In reality, the age-old nationalisms continue to be more powerful than the pull of WTO treaties and the fact that both nation’s people’s lunch at McDonald’s.
Arthur poses some China questions:
Where will it all lead? To the eventual de-escalation. No one wants war, but China certainly intends to make a point and make it strong. However, Beijing’s grandstanding is unlikely to have a desired effect on Japan; probably quite the opposite – the more assertive China becomes, the more Japan will want to ensure that it’s capable of responding.

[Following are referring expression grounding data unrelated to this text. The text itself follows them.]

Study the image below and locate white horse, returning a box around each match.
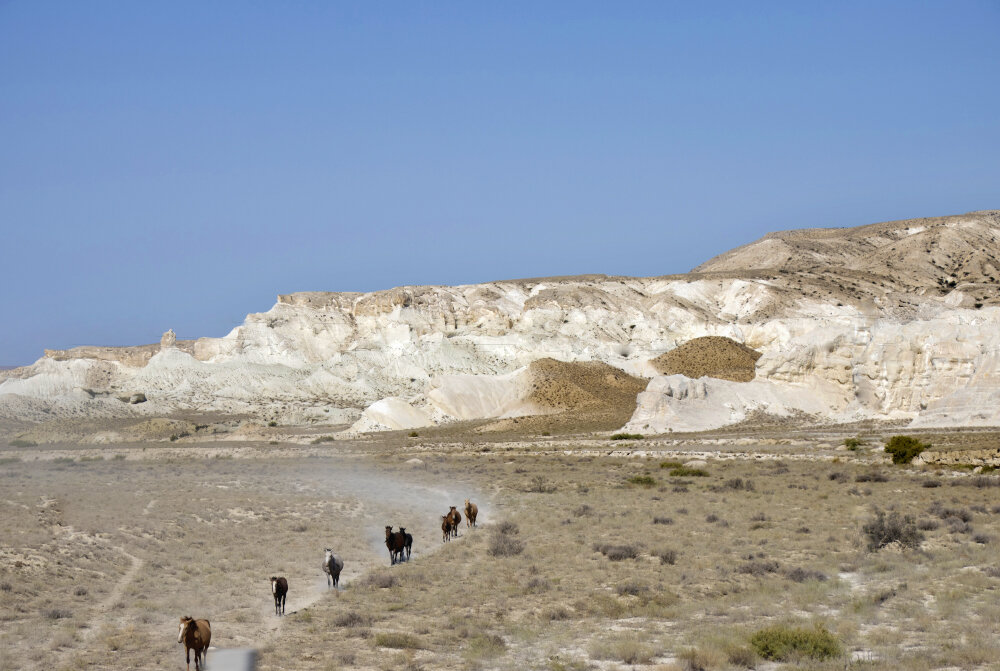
[323,548,344,588]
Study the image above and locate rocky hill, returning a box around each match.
[2,210,999,439]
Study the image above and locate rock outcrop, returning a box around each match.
[2,210,999,433]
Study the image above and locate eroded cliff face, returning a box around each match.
[2,211,999,431]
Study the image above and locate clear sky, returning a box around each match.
[2,2,998,365]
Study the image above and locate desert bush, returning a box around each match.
[670,466,708,477]
[543,605,570,621]
[594,543,640,561]
[334,610,370,627]
[737,560,781,576]
[526,475,556,493]
[358,571,398,589]
[589,636,657,664]
[967,476,1000,488]
[973,533,991,544]
[992,504,1000,514]
[407,431,418,438]
[884,435,928,464]
[749,624,841,661]
[828,471,850,482]
[947,517,972,534]
[862,510,924,551]
[572,504,593,517]
[45,608,72,619]
[984,566,1000,578]
[615,580,648,597]
[73,586,87,596]
[9,439,36,447]
[374,632,423,649]
[655,548,678,565]
[627,474,656,487]
[653,516,673,525]
[488,521,524,557]
[844,437,863,450]
[720,477,755,491]
[784,567,827,582]
[921,479,941,488]
[916,519,939,531]
[705,513,719,523]
[659,460,683,469]
[610,433,643,440]
[310,436,335,444]
[932,504,972,522]
[855,470,889,483]
[466,633,506,659]
[267,421,278,427]
[724,643,759,668]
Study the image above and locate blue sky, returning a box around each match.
[2,2,998,364]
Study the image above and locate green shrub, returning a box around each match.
[659,460,683,469]
[627,475,656,487]
[669,466,708,477]
[9,439,36,447]
[844,437,863,450]
[884,435,928,464]
[267,421,278,427]
[610,433,643,440]
[749,624,841,661]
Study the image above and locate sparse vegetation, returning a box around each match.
[844,437,864,450]
[374,632,423,649]
[8,439,36,447]
[610,433,643,440]
[627,474,656,487]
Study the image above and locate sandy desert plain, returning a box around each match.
[2,415,1000,671]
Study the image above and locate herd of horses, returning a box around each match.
[177,499,479,670]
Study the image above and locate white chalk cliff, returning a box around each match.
[2,210,999,433]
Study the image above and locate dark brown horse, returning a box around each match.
[447,506,462,537]
[385,526,406,565]
[441,515,453,542]
[177,616,211,671]
[399,527,413,561]
[270,576,287,615]
[464,499,478,528]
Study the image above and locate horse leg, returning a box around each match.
[186,647,191,671]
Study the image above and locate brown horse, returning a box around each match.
[464,499,478,528]
[178,616,211,671]
[400,527,413,561]
[385,526,406,565]
[447,506,462,538]
[441,515,453,542]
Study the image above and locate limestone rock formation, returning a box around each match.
[2,210,999,434]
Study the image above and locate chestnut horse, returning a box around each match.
[447,506,462,538]
[178,616,211,671]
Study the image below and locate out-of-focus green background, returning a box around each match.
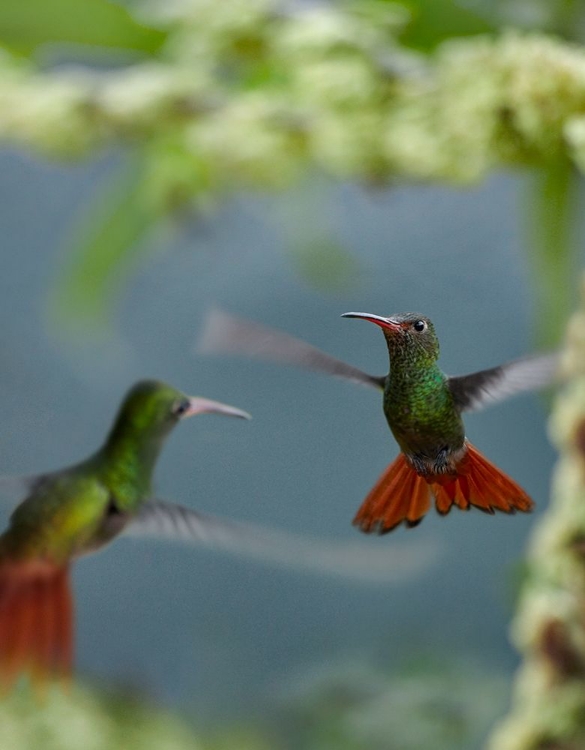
[0,0,582,748]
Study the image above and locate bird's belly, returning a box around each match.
[385,400,465,474]
[391,423,460,459]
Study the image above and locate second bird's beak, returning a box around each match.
[184,397,251,420]
[341,312,401,332]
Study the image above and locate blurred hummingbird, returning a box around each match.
[199,309,559,534]
[0,380,251,690]
[0,379,435,690]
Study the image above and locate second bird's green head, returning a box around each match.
[106,379,251,447]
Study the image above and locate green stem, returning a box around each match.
[526,158,578,351]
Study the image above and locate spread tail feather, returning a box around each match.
[431,442,533,516]
[353,454,431,534]
[0,561,73,691]
[353,442,533,534]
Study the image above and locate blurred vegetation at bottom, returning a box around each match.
[0,660,508,750]
[0,684,270,750]
[278,660,508,750]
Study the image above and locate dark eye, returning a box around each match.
[173,399,190,417]
[413,320,426,332]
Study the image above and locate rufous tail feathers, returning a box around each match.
[353,442,533,534]
[0,561,73,690]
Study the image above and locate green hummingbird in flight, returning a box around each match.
[0,380,250,690]
[199,309,559,534]
[0,378,434,690]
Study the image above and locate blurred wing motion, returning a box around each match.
[198,308,385,390]
[448,351,560,412]
[123,500,439,584]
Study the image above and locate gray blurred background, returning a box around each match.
[0,148,554,732]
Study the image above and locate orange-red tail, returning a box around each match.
[431,443,533,517]
[353,442,533,534]
[0,561,73,691]
[353,453,431,533]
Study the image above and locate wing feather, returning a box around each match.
[448,351,559,412]
[123,500,439,584]
[198,309,385,390]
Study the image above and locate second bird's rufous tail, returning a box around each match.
[0,560,73,691]
[353,442,533,534]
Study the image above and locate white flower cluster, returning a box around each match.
[0,684,203,750]
[486,283,585,750]
[1,1,585,203]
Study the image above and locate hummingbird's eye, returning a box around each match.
[173,399,190,417]
[413,320,426,332]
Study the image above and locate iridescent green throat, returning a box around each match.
[89,414,174,511]
[382,339,464,455]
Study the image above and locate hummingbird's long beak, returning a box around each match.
[184,397,251,420]
[341,312,401,332]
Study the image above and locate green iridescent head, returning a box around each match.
[92,380,249,507]
[106,379,250,448]
[341,311,440,364]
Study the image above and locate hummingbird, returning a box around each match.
[0,378,435,690]
[199,309,559,534]
[0,380,251,690]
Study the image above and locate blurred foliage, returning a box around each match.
[277,183,362,292]
[49,158,159,333]
[0,682,272,750]
[0,0,580,340]
[527,158,579,349]
[486,282,585,749]
[0,0,167,57]
[289,238,359,293]
[396,0,495,50]
[279,659,508,750]
[493,0,585,39]
[0,663,509,750]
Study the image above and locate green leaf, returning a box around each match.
[394,0,496,51]
[50,160,158,334]
[526,156,579,350]
[276,181,360,292]
[0,0,167,57]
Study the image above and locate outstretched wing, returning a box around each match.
[123,500,439,584]
[198,309,385,390]
[448,351,560,412]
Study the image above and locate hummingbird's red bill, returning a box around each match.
[341,312,401,332]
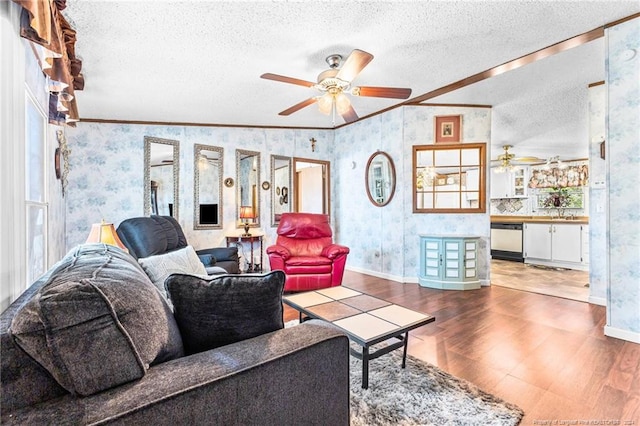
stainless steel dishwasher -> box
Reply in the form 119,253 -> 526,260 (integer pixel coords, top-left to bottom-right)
490,222 -> 524,262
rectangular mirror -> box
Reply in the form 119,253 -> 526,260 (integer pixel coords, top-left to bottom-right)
271,155 -> 292,227
413,143 -> 486,213
236,149 -> 260,230
194,144 -> 223,229
144,136 -> 179,219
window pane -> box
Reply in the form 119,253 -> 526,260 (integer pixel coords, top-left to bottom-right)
434,149 -> 459,166
461,148 -> 480,165
26,95 -> 45,202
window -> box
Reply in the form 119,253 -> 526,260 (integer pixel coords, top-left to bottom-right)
25,89 -> 48,285
413,143 -> 486,213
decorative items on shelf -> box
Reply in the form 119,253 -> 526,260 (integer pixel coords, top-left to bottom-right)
528,163 -> 589,188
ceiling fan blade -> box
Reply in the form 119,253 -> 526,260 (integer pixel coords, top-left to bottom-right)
336,49 -> 373,82
514,156 -> 545,163
278,98 -> 318,116
261,73 -> 315,88
340,104 -> 359,123
352,86 -> 412,99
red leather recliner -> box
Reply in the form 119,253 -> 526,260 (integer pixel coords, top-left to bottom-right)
267,213 -> 350,292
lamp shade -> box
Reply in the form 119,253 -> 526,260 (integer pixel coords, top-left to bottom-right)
239,206 -> 255,220
86,221 -> 129,252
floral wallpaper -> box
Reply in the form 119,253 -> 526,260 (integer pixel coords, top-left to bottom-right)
588,83 -> 606,304
333,105 -> 492,283
64,124 -> 334,259
65,105 -> 492,284
606,17 -> 640,338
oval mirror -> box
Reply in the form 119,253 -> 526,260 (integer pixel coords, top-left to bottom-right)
271,155 -> 292,226
144,136 -> 179,218
365,151 -> 396,207
236,149 -> 260,231
194,144 -> 223,229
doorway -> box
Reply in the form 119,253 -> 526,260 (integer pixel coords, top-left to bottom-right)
293,158 -> 330,215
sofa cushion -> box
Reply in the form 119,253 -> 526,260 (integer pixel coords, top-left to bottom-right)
165,271 -> 285,355
138,245 -> 207,298
9,244 -> 184,396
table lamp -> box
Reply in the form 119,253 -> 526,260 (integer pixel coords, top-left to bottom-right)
239,206 -> 255,237
86,220 -> 129,252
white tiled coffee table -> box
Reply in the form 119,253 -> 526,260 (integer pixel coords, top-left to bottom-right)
283,286 -> 435,388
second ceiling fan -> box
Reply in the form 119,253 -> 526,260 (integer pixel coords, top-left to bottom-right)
261,49 -> 412,124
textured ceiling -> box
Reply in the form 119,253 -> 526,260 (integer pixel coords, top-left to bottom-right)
63,1 -> 639,159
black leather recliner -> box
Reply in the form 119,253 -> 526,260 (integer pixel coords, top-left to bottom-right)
116,215 -> 240,274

Longer term, all we have are questions: how long can China maintain its current economic and political course? When will the Chinese middle class reach the critical mass to demand more than just economic freedom? Can China survive as a unitary state? What role will the rapidly increasing Christian population play? Most importantly: can East Asia last without war until China – eventually and hopefully – makes the transition to a reasonably free and reasonably democratic modern state?

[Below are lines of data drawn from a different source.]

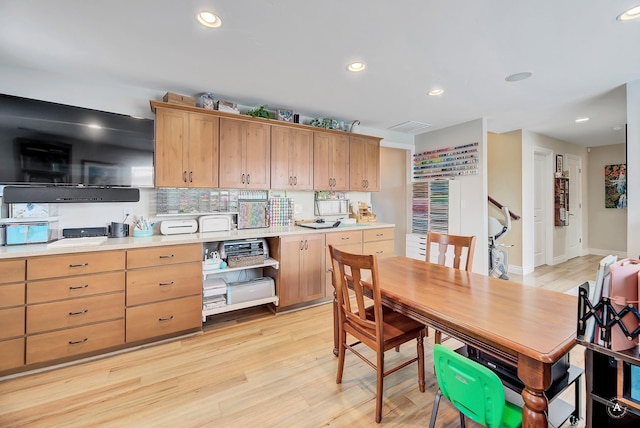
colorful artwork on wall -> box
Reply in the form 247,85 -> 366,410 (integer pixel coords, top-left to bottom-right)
605,164 -> 627,209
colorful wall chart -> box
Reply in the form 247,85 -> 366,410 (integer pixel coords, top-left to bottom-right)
413,142 -> 479,179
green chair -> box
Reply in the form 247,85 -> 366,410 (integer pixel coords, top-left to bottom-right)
429,345 -> 522,428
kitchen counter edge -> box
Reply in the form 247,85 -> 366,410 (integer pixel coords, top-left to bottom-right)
0,223 -> 395,259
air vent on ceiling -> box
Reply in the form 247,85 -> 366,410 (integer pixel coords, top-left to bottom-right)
388,120 -> 432,134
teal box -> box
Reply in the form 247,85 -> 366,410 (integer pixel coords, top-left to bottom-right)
6,222 -> 49,245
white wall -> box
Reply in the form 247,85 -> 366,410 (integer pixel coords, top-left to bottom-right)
627,80 -> 640,259
587,144 -> 627,256
414,118 -> 488,274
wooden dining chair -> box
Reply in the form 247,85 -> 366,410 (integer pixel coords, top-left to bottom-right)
329,244 -> 426,423
426,231 -> 476,345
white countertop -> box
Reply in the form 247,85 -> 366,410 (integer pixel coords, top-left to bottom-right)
0,223 -> 394,259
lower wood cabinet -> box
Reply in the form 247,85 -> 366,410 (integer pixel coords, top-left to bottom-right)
125,244 -> 202,342
26,319 -> 125,365
1,243 -> 203,376
271,234 -> 325,308
0,338 -> 25,372
325,230 -> 363,297
126,295 -> 202,343
27,293 -> 125,334
363,227 -> 395,259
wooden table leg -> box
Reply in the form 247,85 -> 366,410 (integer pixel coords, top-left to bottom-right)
518,354 -> 552,428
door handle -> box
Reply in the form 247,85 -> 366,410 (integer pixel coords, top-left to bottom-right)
183,171 -> 187,182
247,174 -> 250,184
242,173 -> 245,184
189,171 -> 193,182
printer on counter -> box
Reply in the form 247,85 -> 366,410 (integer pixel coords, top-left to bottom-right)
219,238 -> 269,268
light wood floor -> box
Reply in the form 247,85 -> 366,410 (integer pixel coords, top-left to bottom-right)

This US State Department document lists China as a major drug-transit or major illicit drug-producing country, and one of the major sources of “precursor or essential chemicals used in the production of illicit narcotics.”
China has huge systemic problems: the most worrysome, to me, is the weakness of its banking system. China supports North Korea’s opressive regime’s nuclear program. Additionally, this 1997 article from The Economist says “China gives its critics ample reason to attack it. It does persecute Christians, dissidents and free thinkers. It does export goods made by prison labourers.” None of these have improved noticeably in the past eight years.

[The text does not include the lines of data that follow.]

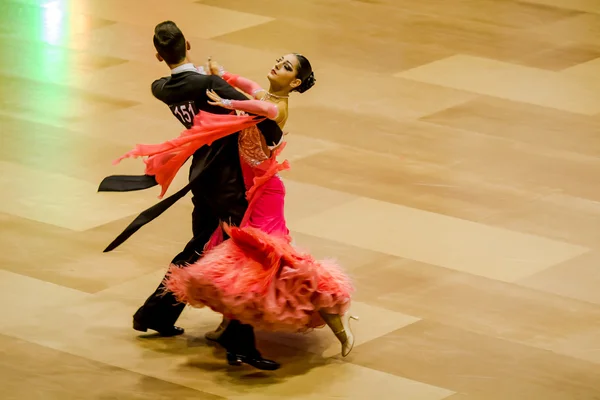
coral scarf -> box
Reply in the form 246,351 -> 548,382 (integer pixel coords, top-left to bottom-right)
114,111 -> 264,198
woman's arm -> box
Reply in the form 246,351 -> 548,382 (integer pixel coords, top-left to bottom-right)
222,72 -> 264,98
207,59 -> 265,99
206,89 -> 280,120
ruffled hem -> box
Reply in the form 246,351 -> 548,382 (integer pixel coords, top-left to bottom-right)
164,225 -> 353,332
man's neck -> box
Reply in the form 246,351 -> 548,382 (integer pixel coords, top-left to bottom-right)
167,58 -> 190,71
169,59 -> 198,75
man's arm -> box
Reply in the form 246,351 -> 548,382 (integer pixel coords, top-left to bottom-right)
256,119 -> 284,148
151,77 -> 169,100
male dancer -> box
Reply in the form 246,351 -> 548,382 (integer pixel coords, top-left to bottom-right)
99,21 -> 280,370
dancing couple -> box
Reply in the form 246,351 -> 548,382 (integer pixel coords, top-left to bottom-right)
100,20 -> 355,371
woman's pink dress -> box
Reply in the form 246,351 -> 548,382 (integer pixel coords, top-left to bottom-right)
164,121 -> 353,332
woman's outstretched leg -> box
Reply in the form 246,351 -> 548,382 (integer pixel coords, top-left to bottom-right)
318,311 -> 358,357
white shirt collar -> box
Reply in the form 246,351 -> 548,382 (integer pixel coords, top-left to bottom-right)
171,63 -> 198,75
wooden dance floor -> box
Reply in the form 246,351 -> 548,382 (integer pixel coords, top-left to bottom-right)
2,0 -> 600,398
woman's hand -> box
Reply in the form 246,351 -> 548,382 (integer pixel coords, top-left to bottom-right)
207,56 -> 224,76
206,89 -> 233,109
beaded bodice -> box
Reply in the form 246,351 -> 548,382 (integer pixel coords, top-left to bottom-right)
238,124 -> 269,167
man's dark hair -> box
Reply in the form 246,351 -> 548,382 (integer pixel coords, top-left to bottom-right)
153,21 -> 187,65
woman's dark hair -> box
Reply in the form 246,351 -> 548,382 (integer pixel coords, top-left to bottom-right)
293,54 -> 316,93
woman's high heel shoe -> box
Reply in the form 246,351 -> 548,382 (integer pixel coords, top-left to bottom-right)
337,314 -> 359,357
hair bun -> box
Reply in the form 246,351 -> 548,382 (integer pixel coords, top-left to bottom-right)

Yesterday a talk radio show was saying that China aims to kick the USA out of Asia, which is not a far-fetched notion, when one reads about China’s military buildup. The UN is unlikely to put much pressure on China, and China isn’t very likely to help in pressuring countries like Sudan, where it has extensive oil interests. At the same time, China’s expanding its economic interests in South America, particularly with Venezuela, Mexico, and Brazil
While economic news are optimistic, with extreme poverty in developing countries falling 25% since 1990 “thanks to strong economic growth in China, India, and other countries in Asia,” and might be further improved were that growth to continue, the question remains, where is China heading? As The Economist says this week, “The nationalist genie, once unbottled, could prove hard for China to restrain.”